Mas havia uma brecha. Havia uma chance de surpreender e botar a bola no ponto perfeito, onde Robin Olsen não alcançaria. Dependeria de precisão, de coragem, de qualidade. Dependeria de confiança, aquilo que careceu aos alemães em diversos momentos da partida, mas sobrou a Kroos ao longo de sua trajetória. E é este tipo de momento que separa os bons jogadores dos craques. Kroos rolou. Reus ajeitou, dando uma posição mais favorável ao chute. Diante da indecisão dos homens na barreira, o camisa 8 colocou o tempero mais saboroso na bola – de chapa, com curva, longe do alcance do goleiro. Golaço que, em uma Copa do Mundo, se torna antológico. Precisão, coragem, qualidade. Tudo isso reunido em um rompante, o “buzzer beater” capaz de diferenciar os maiores. Kroos é um deles.

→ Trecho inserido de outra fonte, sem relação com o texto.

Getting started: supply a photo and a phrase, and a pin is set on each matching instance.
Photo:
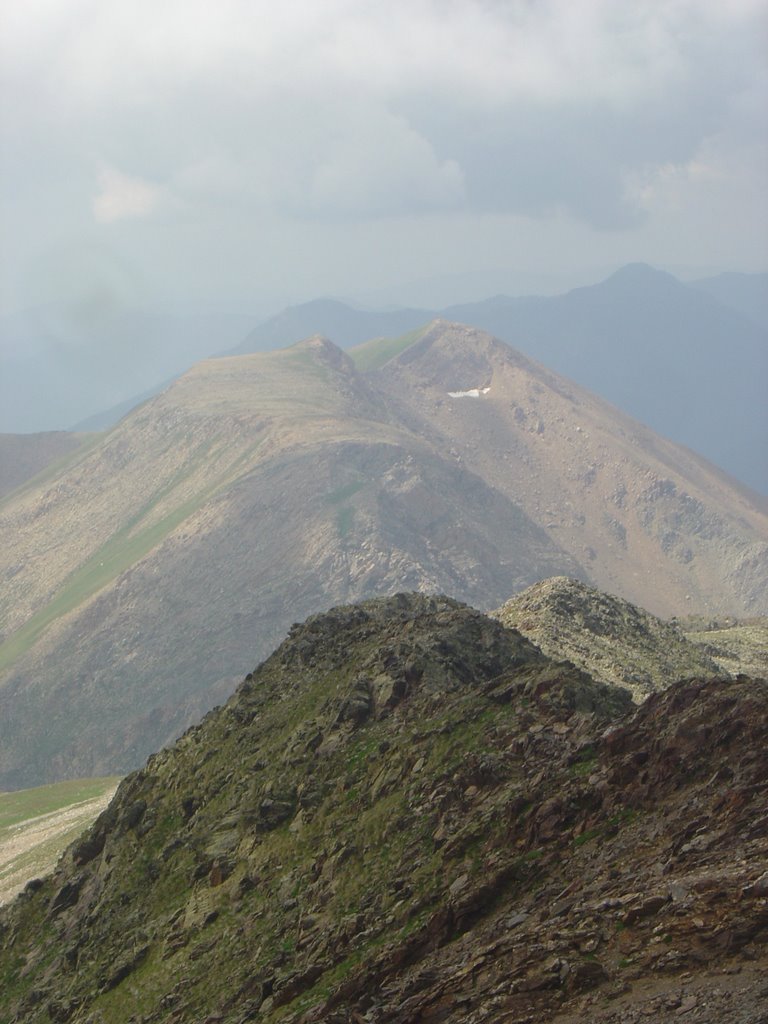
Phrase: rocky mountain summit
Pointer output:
(138, 578)
(410, 813)
(613, 640)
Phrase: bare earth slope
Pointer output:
(256, 489)
(646, 519)
(37, 825)
(613, 640)
(408, 813)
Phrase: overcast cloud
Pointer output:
(241, 155)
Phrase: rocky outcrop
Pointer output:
(610, 638)
(409, 813)
(260, 488)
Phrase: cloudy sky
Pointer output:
(239, 155)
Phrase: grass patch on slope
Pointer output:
(373, 354)
(124, 549)
(25, 804)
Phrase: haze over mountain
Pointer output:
(60, 365)
(23, 456)
(409, 813)
(690, 360)
(259, 488)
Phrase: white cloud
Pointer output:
(123, 198)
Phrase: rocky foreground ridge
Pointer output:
(409, 813)
(140, 574)
(613, 640)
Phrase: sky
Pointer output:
(238, 155)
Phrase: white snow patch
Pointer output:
(474, 392)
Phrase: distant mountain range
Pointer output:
(144, 570)
(690, 360)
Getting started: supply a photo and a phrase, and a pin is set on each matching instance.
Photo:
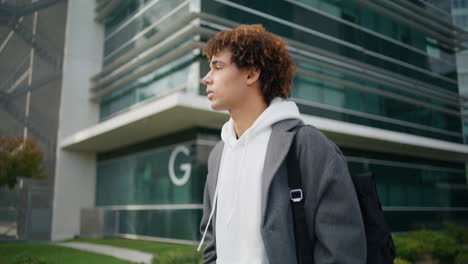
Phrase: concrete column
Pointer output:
(75, 175)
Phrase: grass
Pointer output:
(162, 252)
(13, 253)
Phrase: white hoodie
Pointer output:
(238, 190)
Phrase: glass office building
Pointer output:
(378, 77)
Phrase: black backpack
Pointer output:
(380, 247)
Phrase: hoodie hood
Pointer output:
(278, 110)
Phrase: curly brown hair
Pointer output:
(252, 47)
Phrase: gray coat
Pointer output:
(330, 201)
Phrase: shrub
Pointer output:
(20, 157)
(400, 261)
(441, 245)
(456, 231)
(410, 248)
(462, 257)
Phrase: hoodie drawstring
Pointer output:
(214, 202)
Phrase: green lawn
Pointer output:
(15, 253)
(165, 253)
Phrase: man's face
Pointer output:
(226, 83)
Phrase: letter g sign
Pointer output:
(185, 167)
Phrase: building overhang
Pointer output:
(180, 111)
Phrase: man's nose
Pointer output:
(207, 79)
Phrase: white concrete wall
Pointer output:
(75, 175)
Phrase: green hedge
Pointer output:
(444, 245)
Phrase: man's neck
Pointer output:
(244, 116)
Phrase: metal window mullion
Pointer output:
(435, 35)
(322, 35)
(131, 19)
(167, 58)
(376, 117)
(143, 32)
(125, 58)
(417, 16)
(362, 68)
(144, 57)
(373, 33)
(400, 164)
(107, 9)
(376, 91)
(376, 80)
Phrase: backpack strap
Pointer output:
(301, 234)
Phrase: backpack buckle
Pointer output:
(296, 195)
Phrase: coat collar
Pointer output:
(281, 138)
(280, 141)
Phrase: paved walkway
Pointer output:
(117, 252)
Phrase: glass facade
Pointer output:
(157, 188)
(356, 63)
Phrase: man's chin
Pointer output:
(216, 107)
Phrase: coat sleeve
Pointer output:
(334, 217)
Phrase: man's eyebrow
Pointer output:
(216, 62)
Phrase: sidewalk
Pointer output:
(121, 253)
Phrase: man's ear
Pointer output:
(253, 75)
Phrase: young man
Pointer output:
(247, 210)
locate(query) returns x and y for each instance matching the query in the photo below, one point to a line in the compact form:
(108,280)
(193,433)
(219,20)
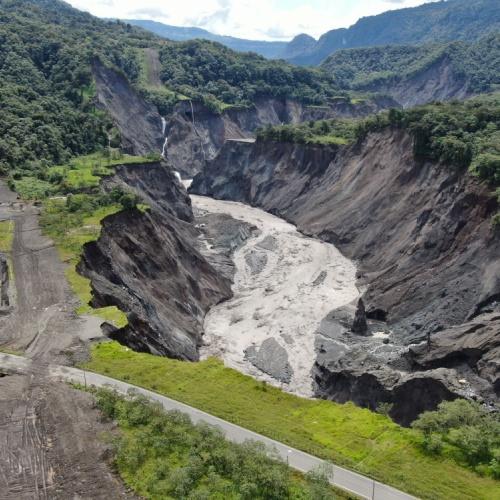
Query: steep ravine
(426,252)
(196,134)
(148,264)
(284,284)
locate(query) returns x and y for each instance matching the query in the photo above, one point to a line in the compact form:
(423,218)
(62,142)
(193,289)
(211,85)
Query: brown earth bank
(427,255)
(196,134)
(50,435)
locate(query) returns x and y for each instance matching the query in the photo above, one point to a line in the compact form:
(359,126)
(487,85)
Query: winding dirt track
(50,444)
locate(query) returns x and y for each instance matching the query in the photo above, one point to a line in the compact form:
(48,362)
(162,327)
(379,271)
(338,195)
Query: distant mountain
(429,23)
(418,74)
(271,50)
(300,44)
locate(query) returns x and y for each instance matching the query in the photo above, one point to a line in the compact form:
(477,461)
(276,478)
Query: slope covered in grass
(359,439)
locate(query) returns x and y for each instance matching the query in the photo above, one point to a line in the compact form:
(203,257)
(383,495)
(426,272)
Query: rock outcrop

A explosão de Toni Kroos vem logo depois. E não tinha como ser de outra maneira. Abre os braços e encara a torcida, como quem quisesse dizer que estava ali, e fez acontecer. Logo depois, foi rodeado pelos companheiros numa celebração enlouquecida, digna da importância do tento. Os ponteiros do relógio andaram mais um pouco até o apito final do árbitro. Então, o camisa 8 desabou, ajoelhado no chão. Longe das lágrimas, demonstrou sua gana e sua vibração. A quem muitas vezes foi acusado de frio, entrou em erupção, em misto de ira e satisfação.

Na saída de campo, ainda mandaria os seus recados. “Fomos muito criticados, às vezes com razão. Muita gente na Alemanha teria ficado feliz se a gente tivesse perdido. O primeiro gol foi, sim, minha culpa. Mas é assim: se você dá 400 passes, acaba errando um ou outro. Tão fácil assim não desistimos”, declarou Kroos. Também ressaltou que o time teve colhões para a virada no segundo tempo. Colhões que teve, mais do que nunca, naquela falta sem ângulo.

A quem não se rende a Toni Kroos, uma das críticas comuns é o excesso de burocracia. De que não aparece nos momentos mais necessários ou não tenta resolver quando a temperatura aumenta. E uma atuação ruim de quem é tão importante ao funcionamento de seus times, além do mais, costuma ser fatal. As 144 vezes em que pegou a bola neste sábado, um recorde nos Mundiais desde que a estatística passou a ser computada, em 1966, pode dizer muito quanto à sua participatividade, mas não necessariamente quanto ao ímpeto. O gol aos 50 do segundo tempo, porém, leva as acusações aos ares. A Alemanha terá mais desafios e precisa corrigir seus erros nesta Copa do Mundo, sem dúvidas. Há um caminho de mais cinco jogos se os germânicos quiserem mesmo buscar o penta. Mas, ainda assim, o gol tardio marca (ao menos por ora) um renascimento. Acima do líder técnico, Kroos também foi aquele que levantou o moral dos alemães. Levantou-se de um pesadelo para acordar em plena glória.